Fixture directory structure¶
After Phase 0 is complete, tests/fixtures/{venue}/ should look like this:
tests/fixtures/omnia/
├── events-sitemap.xml # Local copy of venue sitemap(s)
├── event1.html # Sample event page HTML
├── event2.html
├── event3.html
├── event1.png # Screenshot from agent-browser
├── event2.png
├── event3.png
├── phase0.json # Ground-truth field values (test oracle)
├── debug.md # Running log: findings, r2_urls, discrepancies
├── artist_omn_main.jpg # Sample image: main (500px)
└── artist_omn_small.jpg # Sample image: small (250px)
phase0.json— structured expected values for all 3 events, used as assertions in Phase 3a and 3ddebug.md— append-only log updated at each phase; records screenshots, image audit results, r2_urls, pricing cross-checks, and any discrepancies requiring human review
Phase Gate: Complete Phase 0 before writing code
Do not start implementation until all Phase 0 items are checked. You need: 3 saved HTML fixtures, a phase0.json test oracle with manually extracted field values, and a completed image resolution audit. Skipping this leads to extractors that "work" but produce wrong data.
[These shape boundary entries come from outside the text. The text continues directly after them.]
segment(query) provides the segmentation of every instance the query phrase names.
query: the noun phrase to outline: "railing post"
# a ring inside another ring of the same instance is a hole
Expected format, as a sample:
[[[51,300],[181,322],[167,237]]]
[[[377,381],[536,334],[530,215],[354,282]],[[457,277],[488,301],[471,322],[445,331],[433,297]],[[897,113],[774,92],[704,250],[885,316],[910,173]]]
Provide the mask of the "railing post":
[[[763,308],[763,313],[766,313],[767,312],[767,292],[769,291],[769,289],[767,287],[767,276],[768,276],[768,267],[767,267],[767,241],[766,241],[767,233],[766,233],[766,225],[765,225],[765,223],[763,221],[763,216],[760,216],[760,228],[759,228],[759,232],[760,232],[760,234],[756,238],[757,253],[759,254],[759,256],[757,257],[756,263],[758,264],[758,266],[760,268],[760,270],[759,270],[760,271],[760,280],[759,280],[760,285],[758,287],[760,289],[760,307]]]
Phase 1: Implement the extractor¶
File: src/extractors/{venue}.py¶
- Inherit from
VenueExtractor(orWynnSocialBasefor Wynn properties) - Implement required properties:
name,domain - If sharing a domain, implement
can_handle()with disambiguation logic - Implement
extract(soup, url) → VegasEvent | None
Required fields (extraction will fail without these)¶
| Field | Format | Example |
|---|---|---|
event_date |
YYYY-MM-DD |
"2026-03-15" |
performer |
Display name | "DOM DOLLA" |
venue |
Full venue name | "Encore Beach Club" |
url |
Source URL | passed through |
scraped_at |
ISO-8601 | datetime.now(tz=UTC).isoformat() |
Critical optional fields (things that break downstream if wrong)¶
| Field | Why it matters | What breaks without it |
|---|---|---|
venue_id |
Table pricing API needs VEN* code |
Pricing queries return nothing; D1 gets synthetic venue:{slug} key |
images |
ImageMetadata list → R2 upload → D1 |
No artist image on site; cards show placeholder |
external_id |
Dedup across re-scrapes | Minor — composite_key handles identity |
event_time |
Display + event_datetime | Shows "TBD" on site |
ticket_url |
CTA button on event page | No ticket link shown |
Construction pattern¶
Always use EventData TypedDict + factory method (never VegasEvent(**dict)):
from src.models import EventData, VegasEvent
event_data: EventData = {
"url": url,
"scraped_at": datetime.now(tz=timezone.utc).isoformat(),
"performer": performer,
"venue": "My Venue Name",
"event_date": event_date,
}
# Add optional fields conditionally
if venue_id:
event_data["venue_id"] = venue_id
if images:
event_data["images"] = images
return VegasEvent.from_extractor_data(event_data)
Image extraction¶
from src.models import ImageMetadata
images = []
if img_url:
images.append(ImageMetadata(source_url=img_url, category="artist_full"))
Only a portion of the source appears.